October 6th, 2015 in Akatsuki no Yona, Anime, General Reviews by

dawn patrol blog 146
This isn’t necessarily a ‘girl who saves the world’ anime, but “Akatsuki no Yona” (“Yona of the Dawn”, also known as “The girl standing in the blush of dawn”) certainly embraces a woman who goes from wallflower to being front and center (that’s her, front and center).

We start off in the kingdom of Kouka, with Yona as your typical pampered princess, whose biggest concern might be chipping a nail (actually, it’s her flaming red hair; she hates it). Along with her bodyguard Son Hak (off her left shoulder) and childhood friend Soo-won, they live a happy, sheltered life….until on her 16th birthday celebration, she sees Soo-won kill her father, King Il, and engineer a coup. The reason behind it, the king was weak and deserved to die. Well, that’s been a pretty good reason to kill rulers since we’ve had rulers. Yona and Hak escape, as Hak is the Thunder Beast and can use that blade of his to devastating results. Sadly, both of them fall to their deaths from a high precipice while being pursued by the palace forces.

That puts a major crimp in things, as Soo-won was going to marry Yona, to give legitimacy to what he wanted to do as king. He can (and will) still proceed, but it just makes things a whole lot tougher. However, our demoralized duo is not dead, but has taken refuge with an oracle of some ilk, Ik-su. Offering his young apprentice, Yun (far right), as a guide, they have been instructed to hunt down the Four Dragons, as they have pledged their fealty to the King of Hiryuu castle. Wait, but she’s a girl, so she’d be queen, right? Shhh, it’s the emotional import. As the rightful heir and eventual ruler, she gets their support. Oh, and they aren’t real dragons, with scales and a forked tail and breathing fire, but they have the attributes of a dragon. In my picture up there, you see all four of them (I’ll break down that cast a bit later).

The first season of the show is Yona’s attempt to hunt down and convince the dragons to support her in her struggle to retake that which was ripped from her. We also see Yona grow into one determined maiden, willing to fight, and kill, in the name of justice. The nice thing about the show is that her transformation is not complete. She still gets scared and nervous and flustered, but has a fire in her belly to follow this thing through, even though it may mean having to slay her childhood friend. You really see her commitment in the concluding arc for the first season, the battle with Lord Kum-ji over Awa Port.

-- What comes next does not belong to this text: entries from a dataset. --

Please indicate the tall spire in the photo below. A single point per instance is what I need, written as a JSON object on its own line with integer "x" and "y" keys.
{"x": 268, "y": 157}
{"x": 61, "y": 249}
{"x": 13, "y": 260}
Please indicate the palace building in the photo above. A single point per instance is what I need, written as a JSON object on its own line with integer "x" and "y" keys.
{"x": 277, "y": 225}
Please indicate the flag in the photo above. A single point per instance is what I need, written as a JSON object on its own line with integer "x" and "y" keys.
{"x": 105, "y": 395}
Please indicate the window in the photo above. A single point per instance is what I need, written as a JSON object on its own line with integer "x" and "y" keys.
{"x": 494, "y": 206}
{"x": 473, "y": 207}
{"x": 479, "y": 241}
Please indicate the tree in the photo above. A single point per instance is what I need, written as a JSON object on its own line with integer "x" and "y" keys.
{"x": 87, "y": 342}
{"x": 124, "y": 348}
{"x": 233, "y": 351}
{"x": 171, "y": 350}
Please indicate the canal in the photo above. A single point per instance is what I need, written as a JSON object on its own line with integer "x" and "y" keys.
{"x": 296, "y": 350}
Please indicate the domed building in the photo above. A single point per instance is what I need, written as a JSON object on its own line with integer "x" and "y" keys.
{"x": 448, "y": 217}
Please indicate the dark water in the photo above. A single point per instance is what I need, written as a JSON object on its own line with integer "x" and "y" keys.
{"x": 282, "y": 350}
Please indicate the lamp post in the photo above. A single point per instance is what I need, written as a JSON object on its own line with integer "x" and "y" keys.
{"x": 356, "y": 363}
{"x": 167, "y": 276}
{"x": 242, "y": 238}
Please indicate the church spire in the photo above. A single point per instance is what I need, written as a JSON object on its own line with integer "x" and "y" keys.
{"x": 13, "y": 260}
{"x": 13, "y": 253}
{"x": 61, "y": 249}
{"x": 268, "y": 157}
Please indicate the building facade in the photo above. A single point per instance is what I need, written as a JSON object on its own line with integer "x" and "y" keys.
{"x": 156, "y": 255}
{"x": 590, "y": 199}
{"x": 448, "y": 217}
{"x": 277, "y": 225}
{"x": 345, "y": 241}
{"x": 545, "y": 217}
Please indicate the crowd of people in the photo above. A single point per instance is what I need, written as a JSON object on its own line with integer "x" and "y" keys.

And her dragon friends? They are all over the boards emotionally. Starting from the sword in the center and moving left (and this is also the order they were found): Ki-Ja, the White Dragon. He stepped into his role with zero hesitation, despite being almost as naïve as Yona. Shin-Ah, the Blue Dragon. His eyes cause massive devastation and death, so he wears a mask, but Yona saw him for whom he was inside, and he signed up (and his pet squirrel, Ao. That is the consistent comic relief). Jae-Ha, a bit of a rogue (or a Leo-type, for you astrology buffs), and is the Green Dragon, able to leap long and far. He kind of blows this whole escapade off, as he doesn’t want anything to crimp his style, but he eventually comes around. Then comes Zeno, the Yellow Dragon. Now, he made his appearance in the very last episode, so we don’t know too much about him, but he was the easiest to find (home cookin’ always brings ‘em in!)

It is a very good run, despite a couple of dud episodes, but I felt those were to let us know what other folks were doing while our heroes were in hunt mode. Despite these fizzles, you have a really strong story, both in the plot itself and the characters, even if some of them are a bit clichéd (like Madame Pirate). The relationships are some of the best that I have seen in anime in a long time, as they feel natural and not kind of stuck in, as you expect them to be stuck in. I am anxious for the second season, as we have everything in place for a remarkable conclusion.
On a scale of 1 to 10:

Artwork 8 (Interesting executions)
Plot 8 (Nice twist on the maturity idea)
Pacing 7 (Pretty consistent)
Effectiveness 8 (Plotted out quite well)
Conclusion 5 (It reaches a ‘coupler point’, but hasn’t ended)
Fan Service 2 (A similar show would be “Okamisan”)

Overall 8 (Everything comes together well)

And remember, it’s first run until you’ve seen it. I want to get stronger.